As the first sitting Japanese prime minister to visit the region in 29 years, Abe plans to honor Japanese soldiers buried there and expedite the retrieval of their remains, Sankei Shimbun said.
Chosun Ilbo, a South Korean newspaper, criticized Abe's Pacific islands tour for "aiming to beautify Japan's past invasions". It said the tour is similar in nature to Abe's controversial visit on Dec 26 to the Yasukuni Shrine, which honors 14 Class-A war criminals of World War II and is considered a symbol of Japan's past militarism.
Wu Huaizhong, a director at the Institute of Japanese Studies at the Chinese Academy of Social Sciences, said pilgrimages that honor Japanese soldiers who died during World War II is "an indication of a right-wing mentality".

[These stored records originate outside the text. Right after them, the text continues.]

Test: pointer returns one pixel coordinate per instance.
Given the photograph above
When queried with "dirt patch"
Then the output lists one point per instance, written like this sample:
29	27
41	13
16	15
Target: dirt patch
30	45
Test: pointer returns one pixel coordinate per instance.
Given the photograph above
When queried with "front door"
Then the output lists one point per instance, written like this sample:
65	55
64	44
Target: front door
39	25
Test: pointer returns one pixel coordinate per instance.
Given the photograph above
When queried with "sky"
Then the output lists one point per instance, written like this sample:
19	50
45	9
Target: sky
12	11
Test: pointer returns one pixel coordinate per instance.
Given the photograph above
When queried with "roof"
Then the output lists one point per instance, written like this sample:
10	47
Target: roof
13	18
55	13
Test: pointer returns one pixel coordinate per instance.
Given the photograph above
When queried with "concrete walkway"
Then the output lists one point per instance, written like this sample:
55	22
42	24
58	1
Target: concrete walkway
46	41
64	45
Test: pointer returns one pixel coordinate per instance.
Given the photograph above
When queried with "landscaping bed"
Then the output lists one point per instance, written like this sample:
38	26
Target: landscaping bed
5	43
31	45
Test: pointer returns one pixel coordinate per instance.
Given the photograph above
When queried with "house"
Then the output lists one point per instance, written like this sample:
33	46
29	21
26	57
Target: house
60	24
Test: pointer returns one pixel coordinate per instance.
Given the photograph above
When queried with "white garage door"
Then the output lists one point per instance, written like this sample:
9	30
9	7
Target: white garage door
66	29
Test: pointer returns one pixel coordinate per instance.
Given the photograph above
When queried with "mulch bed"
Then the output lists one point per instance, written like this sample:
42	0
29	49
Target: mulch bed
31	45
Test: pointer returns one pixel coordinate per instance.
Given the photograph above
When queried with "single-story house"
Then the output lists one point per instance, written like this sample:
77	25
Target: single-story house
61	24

A visit to honor Japanese soldiers almost a year ago by a Japanese politician also drew sharp criticism. Japanese Deputy Prime Minister and Finance Minister Taro Aso visited a Japanese war cemetery that contained the remains of Japanese soldiers who invaded Myanmar — then Burma — in the then-capital, Yangon, on Jan 4. The visit sparked protests by Myanmar's war veterans who fought against Japanese aggression in the country.
"During World War II, Japan's aggression brought disaster to many Asian countries. The behavior of honoring those who have been judged by history as guilty is similar to paying a visit to the Yasukuni Shrine," Wu said.
Visiting the countries one by one will "trigger predictable protests from the international community" because the islands represent Japanese right-wing "nostalgia about Japan's wartime militarism", said South Korean newspaper JoongAng Ilbo.
South Korea's top diplomat repeated his condemnation on Tuesday of Japanese politicians for their visit to the Yasukuni Shrine. He described the visits as a big stumbling block to peace and cooperation in the region.
"As seen in Japanese Prime Minister Shinzo Abe's recent visit to the Yasukuni Shrine, the revisionist attitude of Japan's leadership has brought isolation upon the country," Foreign Minister Yun Byung-se said in his New Year's message on Thursday.
Another of Abe's goal on his regional tour is to contain China's presence in the Pacific Ocean because China is "strengthening economic cooperation with stakeholders of the region, and the Chinese navy has been entering the Pacific Ocean frequently", Sankei Shimbun said.
Abe is scheduled to attend the annual Pacific Islands Forum at Palau in September.
Wang Shan, a researcher on Japanese studies at China Institutes of Contemporary International Relations, said Tokyo in recent years has been working to secure Japan's influence and engagement in the region with the ultimate goal of revitalizing Japan's maritime power.
"Abe is sparing no effort in building a ‘maritime encirclement against China' in his diplomatic blueprint," Wang said.
Zhou Yongsheng, a professor of Japanese studies at China Foreign Affairs University, said Abe is desperate to engage more countries in the region to step up pressure on China. He said Abe is forcing the island nations to take sides between China and Japan.